Qualitative and quantitative determination of tear fluid components is of increasing interest in ophthalmology. Until now, for diagnosis and course control of some diseases of the anterior parts of the eye, different methods for tear fluid protein analysis are available. Results can be obtained by polyacrylamide gel electrophoresis (PAGE), immunochemistry, and high-performance liquid chromatography (HPLC). A new method for protein separation, identification and semi-quantitative determination on a chip-based micro-fluidic technique is used for the first time to investigate tear fluids.

METHODS

Normal human reflex tears were obtained by stimulation with China mint oil and collected using glass capillary tubes. A lab-on-a-chip technology (developed by Agilent Technologies, Waldbronn, Germany, in co-operation with Caliper Technologies, Mountain View, California, USA) was used for separation and semi-quantitative determination of tear proteins. Tear fluid was separated on the Agilent 2100 Bioanalyzer in combination with the Protein 200 LabChip kit and the dedicated protein assay software. Time and temperature of the incubation with sample buffer were varied, and the influence of these parameters on protein separation profiles was studied.
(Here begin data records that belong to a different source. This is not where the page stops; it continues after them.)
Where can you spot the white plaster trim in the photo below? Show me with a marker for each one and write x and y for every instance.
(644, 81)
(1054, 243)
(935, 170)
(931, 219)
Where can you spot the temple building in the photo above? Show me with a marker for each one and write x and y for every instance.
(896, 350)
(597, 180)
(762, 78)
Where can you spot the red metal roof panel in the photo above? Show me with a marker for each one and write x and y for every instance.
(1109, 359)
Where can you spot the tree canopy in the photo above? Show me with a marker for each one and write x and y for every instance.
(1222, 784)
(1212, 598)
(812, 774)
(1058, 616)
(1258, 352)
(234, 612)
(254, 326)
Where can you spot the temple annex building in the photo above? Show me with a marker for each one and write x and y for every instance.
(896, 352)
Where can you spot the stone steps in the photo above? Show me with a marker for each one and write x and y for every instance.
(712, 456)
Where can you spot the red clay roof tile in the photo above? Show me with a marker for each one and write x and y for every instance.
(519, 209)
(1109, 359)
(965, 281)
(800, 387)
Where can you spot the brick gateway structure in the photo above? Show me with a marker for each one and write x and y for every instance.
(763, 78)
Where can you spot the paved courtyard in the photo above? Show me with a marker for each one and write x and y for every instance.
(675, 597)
Tear proteins were also analysed by PAGE, and the results obtained by both methods were compared.

RESULTS

The different proteins of tear fluid can be separated by the Agilent 2100 Bioanalyzer method in very short time. By this method, the molecular weight as well as the concentration of proteins can be determined. Data are automatically stored in digital format and can be retrieved and shared. Results of this technology were comparable with the protein pattern obtained by PAGE. It was confirmed by both methods that, depending on incubation time of tear fluid with sample buffer and on temperature, different protein pattern can be obtained from the tears of one specimen.

CONCLUSION

Tear proteins - in contrast to serum or aqueous humour proteins - are very sensitive to changes in sample buffer temperature as well as incubation time with buffer. To obtain comparable results for tear fluid proteins, the sample buffer applied and the incubation time and temperature must be observed carefully. This can be demonstrated by both the new Agilent 2100 Bioanalyzer method and PAGE. These results are of importance when comparing tear fluid protein pattern for the diagnosis and course control of dry-eye syndrome and of other diseases of the anterior part of the eye.